Dr. Shrawan Kumar Pathak takes an education loan of 20 lakh from a public sector bank for his daughter's engineering degree. He starts repaying in the financial year 2025-26, paying 1.4 lakh as interest that year.

Under Section 80E he can deduct the full 1.4 lakh interest from his taxable income, with no upper limit, provided he files under the old tax regime. There is no relief for the principal he repays.

He can keep claiming the interest each year for up to 8 assessment years from 2026-27, or until the loan interest is fully cleared, whichever comes first.

RTI angle

Section 80E is claimed directly by filing your ITR, so the Right to Information route is narrow here. You cannot RTI the Income Tax Department to grant the deduction. However, if your lender is a public-authority bank (a public sector bank), you can use RTI to obtain your own loan and interest records if the bank delays giving them. For private banks and NBFCs, RTI does not apply; use their internal grievance channels instead.

For drafting, the AI RTI Drafter and the First Appeal Builder can help.
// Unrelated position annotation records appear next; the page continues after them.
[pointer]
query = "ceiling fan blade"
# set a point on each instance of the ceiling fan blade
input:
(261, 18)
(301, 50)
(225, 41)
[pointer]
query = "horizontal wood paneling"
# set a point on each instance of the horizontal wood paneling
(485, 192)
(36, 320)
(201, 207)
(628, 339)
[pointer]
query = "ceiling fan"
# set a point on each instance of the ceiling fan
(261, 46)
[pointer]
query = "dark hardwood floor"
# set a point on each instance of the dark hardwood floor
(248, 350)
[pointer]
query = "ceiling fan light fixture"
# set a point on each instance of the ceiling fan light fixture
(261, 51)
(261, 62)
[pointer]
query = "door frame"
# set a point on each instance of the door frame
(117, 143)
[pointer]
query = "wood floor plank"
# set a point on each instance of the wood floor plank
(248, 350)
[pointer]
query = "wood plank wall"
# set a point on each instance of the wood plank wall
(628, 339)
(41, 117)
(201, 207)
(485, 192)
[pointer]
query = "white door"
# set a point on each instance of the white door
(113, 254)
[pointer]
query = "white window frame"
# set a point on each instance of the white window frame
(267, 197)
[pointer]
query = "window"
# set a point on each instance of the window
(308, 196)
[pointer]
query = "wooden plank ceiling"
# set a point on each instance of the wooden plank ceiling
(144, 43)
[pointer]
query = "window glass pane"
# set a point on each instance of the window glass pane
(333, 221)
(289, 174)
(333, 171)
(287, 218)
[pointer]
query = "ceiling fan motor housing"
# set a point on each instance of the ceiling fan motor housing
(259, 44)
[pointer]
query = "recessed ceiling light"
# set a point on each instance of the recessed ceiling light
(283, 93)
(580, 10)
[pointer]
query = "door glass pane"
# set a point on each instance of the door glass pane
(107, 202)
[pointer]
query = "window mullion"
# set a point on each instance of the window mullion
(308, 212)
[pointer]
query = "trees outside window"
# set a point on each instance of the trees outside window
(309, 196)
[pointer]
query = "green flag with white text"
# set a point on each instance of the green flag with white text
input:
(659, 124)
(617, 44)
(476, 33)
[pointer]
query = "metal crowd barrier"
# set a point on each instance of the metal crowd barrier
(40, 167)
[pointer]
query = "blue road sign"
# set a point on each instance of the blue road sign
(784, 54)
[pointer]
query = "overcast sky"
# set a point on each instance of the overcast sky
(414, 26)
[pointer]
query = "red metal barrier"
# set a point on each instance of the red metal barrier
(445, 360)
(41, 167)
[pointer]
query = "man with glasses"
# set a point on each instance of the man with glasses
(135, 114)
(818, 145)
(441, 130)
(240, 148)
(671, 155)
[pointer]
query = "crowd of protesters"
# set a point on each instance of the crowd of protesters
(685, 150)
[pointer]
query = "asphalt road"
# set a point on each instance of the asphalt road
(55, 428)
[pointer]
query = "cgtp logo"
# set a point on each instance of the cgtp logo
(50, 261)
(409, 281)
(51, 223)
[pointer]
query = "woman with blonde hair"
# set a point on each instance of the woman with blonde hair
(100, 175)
A simple request to a public sector bank might read:

To: The Central Public Information Officer
[Name of Public Sector Bank], [Branch]

Subject: Request for information under the Right to Information Act 2005

Under Section 6(1) of the RTI Act 2005, I request the following information about my
education loan account number [____]:
1. A certified year-wise statement of interest and principal paid by me.
2. Copies of all interest certificates issued on this account.

Please furnish the information within 30 days as required under Section 7(1). If any
part is refused, please give reasons and inform me of my right of first appeal under
Section 19(1).

I enclose the application fee of 10 rupees.

Name, address, signature, date

FAQ

Q. Can I claim both the principal and interest under Section 80E?

No. Only the interest paid on the education loan is deductible under Section 80E. The principal repayment gets no deduction under this section.

Q. Is there a maximum limit on the Section 80E deduction?

No. Unlike Section 80C, there is no upper monetary limit. You can deduct the entire interest paid in the financial year.

Q. Can I claim Section 80E under the new tax regime?

No. Section 80E is not available under the default new tax regime in Section 115BAC. You must opt for the old tax regime to claim it.

Q. For how many years can I claim the deduction?

For a maximum of 8 consecutive assessment years, starting from the year you begin paying interest, or until the interest is fully paid, whichever is earlier.

Q. Whose education loan interest can I claim?

Loans for your own higher education, or that of your spouse, children, or a student for whom you are the legal guardian, taken in your name as an individual.

Q. Does the loan have to be from a bank?

The loan must be from a bank, a notified financial institution, or an approved charitable institution. Loans from relatives or friends do not qualify.

Q. Does Section 80E cover courses studied abroad?

Yes. Higher education means any course pursued after passing the senior secondary examination, whether in India or abroad, so overseas courses qualify if the other conditions are met.

Q. Can a Hindu Undivided Family claim Section 80E?

No. Only an individual can claim the deduction. An HUF, firm, or company cannot.